I have a SB service that is being used to send email. I wanted to use that in my existing application , how can I do that? I am thinking to create a controller that handles incoming HttpRequest and HttpResponse. But still no idea on how my existing application will invoke it. I need some high level overview too on how exactly SB application will run independently with other application. PS- there is no UI interface for the email service so i wont be mapping url like we do in controllers generally.
Here is my sample email service:
public class EmailService {
public HashMap<String, String> sendMessage(String emailFrom, String[] emailToList, String subject, Context ctx) {
...../*Business Logic*/
}
}
I created a controller like this earlier to test this out:
@RestController
public class CourseController {
@Autowired
private EmailService emailService;
@RequestMapping(value = "/sendEmail", method = RequestMethod.POST)
public void sendEmail() {
emailService.sendMessage("abc@gmail.com","{client@gmail.com}", "testSubject",new Context);
}
Context has some business data. I have a jsp that I am using and posting my form through which it is mapping. It all works fine.
But now I want to integrate this with my existing application (its on struts 1)so there wont be any uri to map. There must be some kind of HttpRequest need to be created from the invoking application and my controller should be handling it. How can I achieve this?
You have already this service implemented? Then you need a RestController class that mapps the uri of your choice. In this class you need to inject the service class that realizes your email sending method. Is this class annotated with @Service? Quite difficult to explain without seeing your code. Here an example for a REST-Interface:
@RestController
@RequestMapping("/api/v1/email")
public class RestClass {
private EmailService emailService;
@Autowired
public RestClass(EmailService emailService){
this.emailService = emailService;
}
@RequestMapping(method = RequestMethod.POST)
public ResponseEntity<?> sendEmail(@RequestBody EmailDTO emailDTO){
String emailAdress = emailDTO.getEmail();
this.emailService.sendEmail(emailAdress);
return new ResponseEntity<>(HttpStatus.NO_CONTENT);
}
}
So in this case the emailService would be the class that has the method that sends your email.
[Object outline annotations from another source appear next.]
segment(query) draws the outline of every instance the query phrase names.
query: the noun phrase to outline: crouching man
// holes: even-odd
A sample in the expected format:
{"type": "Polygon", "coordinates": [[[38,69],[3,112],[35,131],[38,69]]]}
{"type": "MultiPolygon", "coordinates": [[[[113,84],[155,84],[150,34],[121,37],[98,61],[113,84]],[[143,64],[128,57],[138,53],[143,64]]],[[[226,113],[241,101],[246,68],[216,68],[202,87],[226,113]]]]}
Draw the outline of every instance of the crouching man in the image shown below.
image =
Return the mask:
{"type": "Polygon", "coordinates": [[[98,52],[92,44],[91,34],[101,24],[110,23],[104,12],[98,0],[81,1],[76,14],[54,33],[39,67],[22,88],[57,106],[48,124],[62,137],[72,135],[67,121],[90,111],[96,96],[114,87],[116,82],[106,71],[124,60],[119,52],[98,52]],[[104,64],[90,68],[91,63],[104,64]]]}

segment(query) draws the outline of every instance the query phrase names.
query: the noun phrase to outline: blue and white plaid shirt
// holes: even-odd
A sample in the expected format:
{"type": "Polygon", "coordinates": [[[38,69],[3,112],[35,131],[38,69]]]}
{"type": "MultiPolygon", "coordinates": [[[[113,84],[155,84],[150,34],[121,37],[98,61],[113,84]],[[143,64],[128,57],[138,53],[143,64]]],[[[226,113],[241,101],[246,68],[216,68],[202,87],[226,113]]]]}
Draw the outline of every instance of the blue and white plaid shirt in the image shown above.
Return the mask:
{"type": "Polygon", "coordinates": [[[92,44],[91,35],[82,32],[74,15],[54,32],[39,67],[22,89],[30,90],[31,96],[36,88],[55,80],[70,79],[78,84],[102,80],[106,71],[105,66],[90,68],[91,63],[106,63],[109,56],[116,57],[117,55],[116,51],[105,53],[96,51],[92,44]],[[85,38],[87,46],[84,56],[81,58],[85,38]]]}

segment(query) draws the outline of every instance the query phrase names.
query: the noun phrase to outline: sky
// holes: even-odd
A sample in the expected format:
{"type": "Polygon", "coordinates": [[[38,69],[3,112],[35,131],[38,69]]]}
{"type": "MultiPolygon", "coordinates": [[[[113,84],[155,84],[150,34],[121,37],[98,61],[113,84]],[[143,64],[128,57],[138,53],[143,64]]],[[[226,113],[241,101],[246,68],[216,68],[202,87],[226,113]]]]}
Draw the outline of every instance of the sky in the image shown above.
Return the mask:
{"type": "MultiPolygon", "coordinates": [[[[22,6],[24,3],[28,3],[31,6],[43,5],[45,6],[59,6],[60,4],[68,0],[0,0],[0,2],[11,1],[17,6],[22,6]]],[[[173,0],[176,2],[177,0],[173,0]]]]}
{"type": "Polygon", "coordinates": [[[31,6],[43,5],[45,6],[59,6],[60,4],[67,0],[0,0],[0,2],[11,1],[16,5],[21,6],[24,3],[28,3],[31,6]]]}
This class should be annotated with @Service. Hope that helps.
Here your existing class:
@Service
public class EmailService {
public HashMap<String, String> sendMessage(String emailFrom, String[] emailToList, String subject, Context ctx) {
...../*Business Logic*/
}
}
And in case the injection doesn't work you have to annotate your application class with @ComponentScan({"com.foo.dal. ","com.foo.notification. "}) replace this packages simply with the package of your service and resource class.